Clara Beltrán, consultora de comércio exterior do país europeu, disse: a Espanha pode ajudar a impulsionar o desenvolvimento da produção orgânica no Peru

Apesar das circunstâncias atuais, o mercado ibérico continuará sendo a chave para a agroexportação peruana. Há um grande potencial na produção orgânica que é bem visto nesse destino.

Apesar de a situação pela qual a Espanha está passando, no momento, seja complicada devido ao Covid-19, ainda é verdade que continuará sendo um local importante para o comércio de alimentos peruano. Clara Beltrán, assessora de comércio exterior da embaixada espanhola em nosso país, considera que a relevância mútua de ambos os países em termos de economia aumentará.

O funcionário explicou que existem oportunidades no país europeu para produtos orgânicos, uma área em que o Velho Continente foi pioneiro em termos de regulamentação. Essas são normas que, observa ele, também existem no mercado peruano e permitem promover o desenvolvimento sustentável e competitivo da produção orgânica de mãos dadas com o planejamento central, governos regionais e governos locais em coordenação com organizações e instituições privadas.

Ele lembrou que no Peru o trabalho de certificação da produção orgânica é da Senasa e que também existem certificadores privados, como o espanhol CAAE, que se especializa nesse tipo de produção há vários anos, tanto na Europa quanto aqui.

No entanto, ele não deixou de observar que, para os produtores orgânicos que não podem acessar os custos desse tipo de certificação, existe um caminho alternativo, que é o Sistema de Garantia Participativa que surgiu como uma iniciativa para a agricultura familiar de pequeno porte e é gratuito.

"O Peru é um dos principais centros de biodiversidade do planeta; a demanda por produtos como quinoa, aspargo, mirtilo ou abacate é alta no mercado internacional.
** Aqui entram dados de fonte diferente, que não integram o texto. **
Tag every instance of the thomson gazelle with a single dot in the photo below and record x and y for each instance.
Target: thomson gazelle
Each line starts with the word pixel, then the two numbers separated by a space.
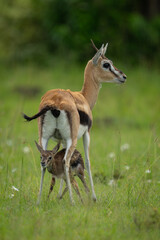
pixel 66 116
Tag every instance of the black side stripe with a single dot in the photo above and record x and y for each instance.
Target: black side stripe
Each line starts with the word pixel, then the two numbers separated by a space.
pixel 85 119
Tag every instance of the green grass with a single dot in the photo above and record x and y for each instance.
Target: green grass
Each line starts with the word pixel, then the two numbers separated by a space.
pixel 129 206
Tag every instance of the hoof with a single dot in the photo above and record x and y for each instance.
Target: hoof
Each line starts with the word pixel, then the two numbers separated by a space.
pixel 94 198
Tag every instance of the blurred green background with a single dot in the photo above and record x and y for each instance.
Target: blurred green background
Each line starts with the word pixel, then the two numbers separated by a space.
pixel 34 30
pixel 46 44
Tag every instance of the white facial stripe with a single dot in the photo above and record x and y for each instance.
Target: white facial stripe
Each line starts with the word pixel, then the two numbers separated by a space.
pixel 117 73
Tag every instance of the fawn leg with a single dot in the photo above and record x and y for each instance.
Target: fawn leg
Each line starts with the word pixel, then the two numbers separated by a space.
pixel 65 190
pixel 60 189
pixel 76 188
pixel 84 183
pixel 86 143
pixel 41 184
pixel 51 186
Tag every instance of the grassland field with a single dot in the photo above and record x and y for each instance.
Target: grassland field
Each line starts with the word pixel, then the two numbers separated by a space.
pixel 124 153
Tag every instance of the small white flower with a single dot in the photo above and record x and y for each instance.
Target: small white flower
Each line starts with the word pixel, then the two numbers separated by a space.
pixel 26 149
pixel 127 167
pixel 125 147
pixel 111 182
pixel 14 170
pixel 149 180
pixel 9 142
pixel 111 155
pixel 11 195
pixel 15 189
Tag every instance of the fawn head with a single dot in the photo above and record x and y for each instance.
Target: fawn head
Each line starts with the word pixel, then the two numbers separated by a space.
pixel 47 156
pixel 103 68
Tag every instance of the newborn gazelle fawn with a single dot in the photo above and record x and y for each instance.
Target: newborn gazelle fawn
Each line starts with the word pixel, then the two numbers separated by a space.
pixel 53 162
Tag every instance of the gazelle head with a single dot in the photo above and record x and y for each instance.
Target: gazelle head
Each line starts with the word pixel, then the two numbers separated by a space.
pixel 103 68
pixel 47 156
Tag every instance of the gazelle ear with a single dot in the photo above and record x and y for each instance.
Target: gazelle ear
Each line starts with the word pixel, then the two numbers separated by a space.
pixel 97 55
pixel 56 148
pixel 105 49
pixel 40 149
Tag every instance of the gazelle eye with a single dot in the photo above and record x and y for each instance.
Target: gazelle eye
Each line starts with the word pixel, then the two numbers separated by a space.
pixel 50 158
pixel 106 65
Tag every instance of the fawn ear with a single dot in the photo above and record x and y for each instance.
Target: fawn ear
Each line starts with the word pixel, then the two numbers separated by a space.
pixel 56 148
pixel 40 149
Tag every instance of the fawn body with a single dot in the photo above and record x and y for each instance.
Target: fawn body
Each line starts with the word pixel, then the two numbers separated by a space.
pixel 65 115
pixel 53 162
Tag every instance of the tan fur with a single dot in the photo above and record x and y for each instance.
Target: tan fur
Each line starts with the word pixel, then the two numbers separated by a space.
pixel 55 166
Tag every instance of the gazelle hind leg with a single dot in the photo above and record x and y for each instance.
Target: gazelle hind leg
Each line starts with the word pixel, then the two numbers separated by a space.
pixel 44 146
pixel 69 151
pixel 76 188
pixel 51 185
pixel 41 185
pixel 86 143
pixel 64 191
pixel 60 189
pixel 84 183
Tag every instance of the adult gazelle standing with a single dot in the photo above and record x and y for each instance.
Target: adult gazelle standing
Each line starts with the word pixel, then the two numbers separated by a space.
pixel 66 116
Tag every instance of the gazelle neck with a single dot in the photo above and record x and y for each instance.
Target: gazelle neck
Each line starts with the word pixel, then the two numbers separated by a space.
pixel 91 86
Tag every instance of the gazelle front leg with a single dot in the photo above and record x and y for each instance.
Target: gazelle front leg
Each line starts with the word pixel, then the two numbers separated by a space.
pixel 86 143
pixel 69 150
pixel 44 146
pixel 41 184
pixel 60 189
pixel 51 186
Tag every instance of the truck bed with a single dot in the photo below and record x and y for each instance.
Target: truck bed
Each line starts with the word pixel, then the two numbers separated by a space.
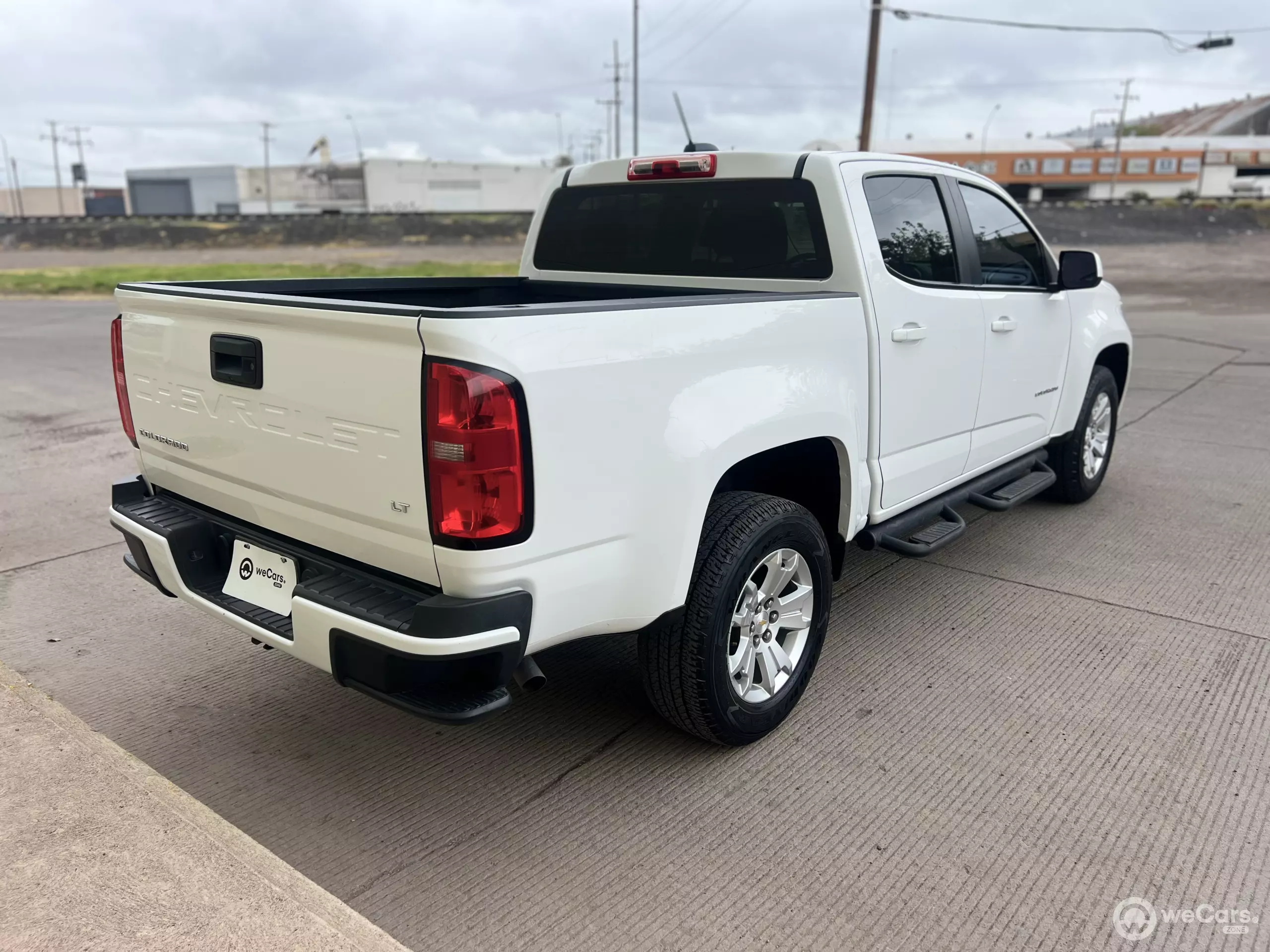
pixel 439 296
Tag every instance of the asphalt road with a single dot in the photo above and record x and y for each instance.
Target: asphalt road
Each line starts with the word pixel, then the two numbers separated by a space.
pixel 1066 709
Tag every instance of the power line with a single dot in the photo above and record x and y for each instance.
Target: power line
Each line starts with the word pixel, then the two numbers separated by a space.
pixel 709 33
pixel 1170 37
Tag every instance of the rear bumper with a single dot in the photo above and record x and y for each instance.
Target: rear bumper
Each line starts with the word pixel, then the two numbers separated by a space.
pixel 404 643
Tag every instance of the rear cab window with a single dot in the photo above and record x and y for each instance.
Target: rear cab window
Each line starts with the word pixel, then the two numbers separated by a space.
pixel 1010 253
pixel 718 229
pixel 912 228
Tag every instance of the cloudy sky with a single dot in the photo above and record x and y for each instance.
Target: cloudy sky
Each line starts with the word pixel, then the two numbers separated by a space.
pixel 162 83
Com essas características, apresenta vantagens claras na produção agrícola e que podem ser extrapoladas para a produção orgânica ou ecológica ”, afirmou.

De fato, a demanda por produtos orgânicos, ressaltou, cresceu significativamente em mercados de alta renda, como Estados Unidos e Europa. Nesse bloco, um relatório do Eurostat revelou que essa linha de alimentos é bem vista e, de fato, 78% dos entrevistados consideraram que responderam às melhores práticas ambientais, 70% que são mais seguros para a saúde, 76% que respeitam a padrões ambientais e 72% de melhor qualidade.

Por esse motivo, Clara Beltrán considerou que a Espanha pode ser um importante suporte para impulsionar a produção orgânica peruana, transmitindo sua experiência como protagonista agrícola líder por meio de vários serviços, como consultoria, profissionais especializados e máquinas.

"Pode contribuir para a tecnificação das culturas, a melhoria dos sistemas de irrigação (para não salinizar os solos) e a aplicação de novas técnicas de cultivo intensivo (como a produção em ambientes controlados)", explicou.

"Precisamos aproveitar a agricultura orgânica que é fonte de importante crescimento econômico, identificar seus desafios, estratégias a seguir para construir um setor lucrativo, sustentável e ambientalmente amigável, dando continuidade aos agricultores e consumidores", concluiu.

Dato

No Peru, existem mais de 90 mil produtores orgânicos, com mais de 300 mil hectares de área agrícola.